Michigan: A Center for Wind Energy Development?


The Motor City could be the North American hub for wind energy. At least, that’s the goal of a new partnership between a pair of design, engineering, and testing companies in metro Detroit.

Ricardo, Inc. in Van Buren Township and LMS International in Troy announced in late May that they have combined their wind energy expertise with the launch of the North American Wind Energy Development and Innovation Center. The Center is an umbrella organization where equipment suppliers, government agencies, utilities, and other renewable-energy stakeholders can tap Ricardo and LMS’ technical and facilities expertise.

Services will include design and engineering expertise, software-based modeling and simulation, and testing of components and equipment in a lab or out in the field. “What we want to see is Michigan be engineering leaders in the wind industry,” says Marc Wiseman, Ricardo’s vice president of clean energy.

But competition is on the rise. Steve Bisel, director of marketing and communications at LMS, says wind energy companies are cropping up in Denver, Massachusetts, and Clemson, where the U.S. Department of Energy is seeking to build a large wind turbine drive train testing facility.

To set themselves apart, Ricardo and LMS will outsource their engineers to wind energy companies with the hopes that some will set up facilities in southeastern Michigan. David Young, LMS’ general manager, says the partnership is confident outside companies will locate here, especially given the state’s mandate that local utilities produce 10 percent of their overall energy from renewable sources by 2015. “It makes sense for us to do this,” Young says.

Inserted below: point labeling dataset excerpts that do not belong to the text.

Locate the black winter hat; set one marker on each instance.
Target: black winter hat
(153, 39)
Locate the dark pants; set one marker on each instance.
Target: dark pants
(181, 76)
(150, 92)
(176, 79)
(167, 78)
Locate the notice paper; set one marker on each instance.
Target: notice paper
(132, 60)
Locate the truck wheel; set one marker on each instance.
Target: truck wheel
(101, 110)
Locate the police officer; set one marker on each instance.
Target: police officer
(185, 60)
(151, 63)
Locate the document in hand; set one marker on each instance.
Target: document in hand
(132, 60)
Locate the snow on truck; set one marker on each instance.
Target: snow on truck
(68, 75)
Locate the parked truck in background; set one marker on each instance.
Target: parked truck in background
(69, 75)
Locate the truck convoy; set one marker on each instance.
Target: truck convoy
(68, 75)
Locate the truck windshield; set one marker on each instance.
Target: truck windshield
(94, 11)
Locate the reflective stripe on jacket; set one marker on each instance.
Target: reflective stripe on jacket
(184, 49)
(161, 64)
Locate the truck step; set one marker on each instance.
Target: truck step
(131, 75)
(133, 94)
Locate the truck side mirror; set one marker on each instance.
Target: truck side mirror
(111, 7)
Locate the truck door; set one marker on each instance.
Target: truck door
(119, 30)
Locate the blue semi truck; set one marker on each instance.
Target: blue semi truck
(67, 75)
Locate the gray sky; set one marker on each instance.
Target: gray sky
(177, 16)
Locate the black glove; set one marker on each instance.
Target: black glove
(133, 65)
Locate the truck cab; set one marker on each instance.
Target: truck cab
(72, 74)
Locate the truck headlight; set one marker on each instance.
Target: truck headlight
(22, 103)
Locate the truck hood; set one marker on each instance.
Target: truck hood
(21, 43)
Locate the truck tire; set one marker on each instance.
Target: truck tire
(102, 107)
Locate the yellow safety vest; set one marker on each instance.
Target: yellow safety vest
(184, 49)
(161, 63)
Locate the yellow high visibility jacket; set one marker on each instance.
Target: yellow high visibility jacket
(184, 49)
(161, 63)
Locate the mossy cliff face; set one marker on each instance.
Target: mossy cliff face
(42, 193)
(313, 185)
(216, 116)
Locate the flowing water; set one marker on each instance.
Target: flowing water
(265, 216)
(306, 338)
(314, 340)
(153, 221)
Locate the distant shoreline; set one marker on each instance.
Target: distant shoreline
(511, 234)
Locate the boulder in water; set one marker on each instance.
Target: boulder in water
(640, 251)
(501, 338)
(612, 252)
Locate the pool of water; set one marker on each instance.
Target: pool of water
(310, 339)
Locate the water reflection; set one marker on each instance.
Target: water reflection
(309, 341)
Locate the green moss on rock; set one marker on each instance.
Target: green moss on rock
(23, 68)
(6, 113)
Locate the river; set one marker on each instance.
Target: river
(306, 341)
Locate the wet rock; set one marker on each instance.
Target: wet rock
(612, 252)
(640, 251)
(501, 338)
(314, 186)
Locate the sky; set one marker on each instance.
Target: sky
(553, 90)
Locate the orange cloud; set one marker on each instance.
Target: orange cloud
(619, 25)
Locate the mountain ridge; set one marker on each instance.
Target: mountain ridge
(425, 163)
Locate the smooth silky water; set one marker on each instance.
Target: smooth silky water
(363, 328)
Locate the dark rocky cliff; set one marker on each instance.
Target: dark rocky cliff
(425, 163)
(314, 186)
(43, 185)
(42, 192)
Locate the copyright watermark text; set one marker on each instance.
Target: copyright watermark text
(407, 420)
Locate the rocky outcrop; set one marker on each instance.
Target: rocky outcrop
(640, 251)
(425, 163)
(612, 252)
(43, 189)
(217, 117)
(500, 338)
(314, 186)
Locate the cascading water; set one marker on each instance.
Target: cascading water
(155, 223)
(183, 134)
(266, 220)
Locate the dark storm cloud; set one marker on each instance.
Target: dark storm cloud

Kent Niederhofer, Ricardo’s president, says it could take several months before the partnership reaches its full potential. “It is difficult to predict at the moment what the nature and rate of growth is, but there is no question that it will be significant,” Niederhofer says.

The average life span of a modern wind turbine is 20 years, with a warranty period of two years. As it stands, wind turbines are prone to fail within six years. While working to improve quality and extend longevity, Ricardo and LMS are working to reduce noise pollution caused by turbines, which has been an issue in Europe.

The two companies have deep experience in addressing design challenges, and are working to set up training programs to assist engineers who may have lost their jobs due to the sluggish economy and cutbacks within the automotive industry. One goal of the partnership is to provide clients with the skill set to tackle future projects on their own.

As for the partnership’s probable success, Niederhofer points to the Obama Administration’s goal of delivering 20 percent wind energy by 2030. “If we are to achieve anywhere near the Obama administration’s (expectations) by 2030, the Innovation Center has singular capacity in great demand over the next several years,” he says.